Fusion University did their little tournament which they framed as tryouts for their tier two team a while ago, but that was a publicity stunt. They weren’t actually seriously looking for any applicants, right? A lot of the people who took that seriously as the promise of a fair tryout walked away really bitter from that experience.

Is there anything else you’d like to point out in relation to the Path to Pro, Contenders, and the Overwatch League?

Yeah, the last thing that I want to point out in terms of path to pro is: Have you heard of the League of Legends Clash system being introduced? LoL introduced this in-client tournament system. Just for reference, the path to pro exists and it’s got flaws, but one of the main issues can be that it’s actually rather difficult to find the start of it. If you’re somebody who just plays the game but you happen to be the best player in the world—maybe you watch OWL because it’s on the Blizzard client, but you don’t use Reddit or Discord—how are you ever gonna experience team play?

The biggest Discord for joining a team, making a team, recruitment—that Discord is invite-only and owned by a third party.
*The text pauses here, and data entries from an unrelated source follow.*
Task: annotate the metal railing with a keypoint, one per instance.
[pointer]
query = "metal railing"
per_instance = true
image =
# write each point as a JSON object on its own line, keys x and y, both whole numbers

There’s a lot a people in the community for who even starting the path to pro can be extremely opaque. Also, the Open Division announcements happen on one website, so even people who are in the scene sometimes miss the registration dates.

It would be nice to have some kind of in-client thing designed to drag these players out of solo queue and kick them into a team environment, a tournament environment, and a competitive environment. For people who aren’t already familiar with the community, finding the start to the path to pro is actually incredibly challenging.

With the LoL system, the in-client, month-long tournament has its own team system and rewards. If there’s an in-client reward or an in-client leaderboard for the best Overwatch teams, that introduces a whole bunch of different dynamics in terms of scouting and performance. People now have a reason to play a game in which they have control over their teammates, making a lot of the disappointment from solo queue disappear. I think it would be very important to implement a system like that.